Seine erste berufliche Station führte ihn 1864 ins Baltikum. Nach dem hannoverschen legte er im Februar 1865 das russische Staatsexamen an der Universität Dorpat ab, die 1802 als deutsche Universität reorganisiert worden war, in der zweiten Jahrhunderthälfte ihre Blütezeit erlebte und weit in die Ostseeprovinzen ausstrahlte. Spitta unterrichtete zwei Jahre als Oberlehrer für Griechisch und Lateinisch an der Ritter- und Domschule in Reval. Seinen musikalischen Neigungen folgend trat er in Reval einem Männergesangverein bei, beschritt aberhier bereits zielstrebig den Weg musikhistorischer Forschung, arbeitete in Revaler Archiven und trat mit einem großen Vortrag über Johann Sebastian Bach hervor. Damit hatte er das Thema aufgegriffen, das ihn sein Leben lang begleiten sollte. Von Reval aus gelang ihm einer der bedeutendsten Funde der Bach-Forschung überhaupt: Mit Hilfe seines Freundes Riesemann zog er aus dem Moskauer Hauptstaatsarchiv Bachs Brief vom 28. Oktober 1730 an seinen ehemaligen Ohrdrufer und Lüneburger Mitschüler Georg Erdmann, damals kaiserlich-russischer Resident in Danzig, ans Licht – ein Schlüsseldokument für Bachs Biographie. Es hat seitdem so viele Deutungsversuche erfahren wie kaum ein anderer Musikerbrief und ist in jüngster Zeit – mit deutlicher Kritik an Spittas Interpretation – als Hauptquelle für die „Umrisse eines neuen Bach-Bildes“ (Friedrich Blume, 1962) interpretiert worden. Erst 1983 sollte der Fund eines weiteren Bach-Briefes an Erdmann in Moskau gelingen.

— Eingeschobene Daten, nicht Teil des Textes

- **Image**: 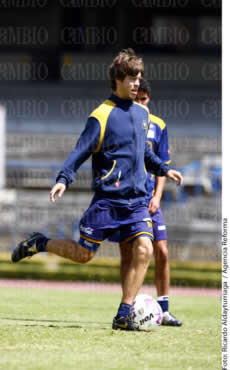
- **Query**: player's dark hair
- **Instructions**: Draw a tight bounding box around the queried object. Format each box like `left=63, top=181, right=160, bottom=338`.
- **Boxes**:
left=109, top=48, right=144, bottom=90
left=138, top=78, right=152, bottom=97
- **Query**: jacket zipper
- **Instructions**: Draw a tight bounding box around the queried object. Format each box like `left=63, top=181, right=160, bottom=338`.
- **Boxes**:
left=129, top=111, right=137, bottom=192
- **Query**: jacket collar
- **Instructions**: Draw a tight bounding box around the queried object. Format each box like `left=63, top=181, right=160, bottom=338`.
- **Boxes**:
left=109, top=94, right=133, bottom=105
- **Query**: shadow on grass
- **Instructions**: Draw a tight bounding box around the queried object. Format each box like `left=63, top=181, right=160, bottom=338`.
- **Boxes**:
left=0, top=317, right=111, bottom=330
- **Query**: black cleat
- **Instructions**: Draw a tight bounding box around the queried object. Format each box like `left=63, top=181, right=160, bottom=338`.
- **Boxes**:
left=112, top=316, right=137, bottom=331
left=11, top=233, right=44, bottom=262
left=161, top=312, right=182, bottom=326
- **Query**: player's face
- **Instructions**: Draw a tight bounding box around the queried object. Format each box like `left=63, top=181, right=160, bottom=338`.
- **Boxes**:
left=116, top=72, right=141, bottom=100
left=135, top=91, right=150, bottom=105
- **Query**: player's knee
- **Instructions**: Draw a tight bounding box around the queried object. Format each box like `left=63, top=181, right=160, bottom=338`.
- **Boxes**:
left=154, top=241, right=168, bottom=263
left=120, top=242, right=132, bottom=266
left=134, top=237, right=153, bottom=263
left=72, top=241, right=95, bottom=263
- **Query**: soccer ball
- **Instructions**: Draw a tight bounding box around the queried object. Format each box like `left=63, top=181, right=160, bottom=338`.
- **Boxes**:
left=130, top=294, right=163, bottom=331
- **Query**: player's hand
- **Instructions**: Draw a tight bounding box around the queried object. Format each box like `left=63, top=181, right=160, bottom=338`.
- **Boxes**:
left=166, top=170, right=183, bottom=186
left=149, top=197, right=160, bottom=214
left=50, top=182, right=66, bottom=203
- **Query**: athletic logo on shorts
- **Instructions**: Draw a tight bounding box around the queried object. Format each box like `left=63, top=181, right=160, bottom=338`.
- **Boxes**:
left=80, top=225, right=93, bottom=235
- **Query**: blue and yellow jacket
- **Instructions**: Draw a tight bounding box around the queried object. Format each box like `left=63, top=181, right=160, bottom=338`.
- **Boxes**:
left=56, top=95, right=169, bottom=203
left=146, top=114, right=171, bottom=203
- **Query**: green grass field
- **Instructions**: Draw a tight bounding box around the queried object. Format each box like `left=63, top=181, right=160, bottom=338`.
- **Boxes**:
left=0, top=288, right=221, bottom=370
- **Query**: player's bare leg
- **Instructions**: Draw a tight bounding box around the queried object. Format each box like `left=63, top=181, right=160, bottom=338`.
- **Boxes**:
left=153, top=240, right=170, bottom=297
left=153, top=240, right=182, bottom=326
left=120, top=242, right=133, bottom=291
left=46, top=239, right=95, bottom=263
left=112, top=237, right=153, bottom=330
left=122, top=237, right=153, bottom=305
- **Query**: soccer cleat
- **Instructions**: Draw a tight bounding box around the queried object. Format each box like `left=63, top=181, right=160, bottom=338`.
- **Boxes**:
left=112, top=316, right=137, bottom=331
left=11, top=233, right=44, bottom=262
left=161, top=312, right=182, bottom=326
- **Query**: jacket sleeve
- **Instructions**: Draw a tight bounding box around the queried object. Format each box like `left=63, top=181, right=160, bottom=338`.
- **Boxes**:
left=156, top=126, right=171, bottom=164
left=56, top=117, right=101, bottom=187
left=145, top=140, right=170, bottom=176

In Estland nahm Spitta inneren Anteil am Kampf der baltischen Patrioten um die, Aufrechterhaltung deutscher Sprache und Gesittung, deutschen Wesens und Lebens“ gegen die aufkommenden Russifizierungsbestrebungen. Er hat darüber in einem warmherzigen Nachruf auf Oskar von Riesemann, den mit ihm befreundeten Revaler Stadtsyndikus, berichtet.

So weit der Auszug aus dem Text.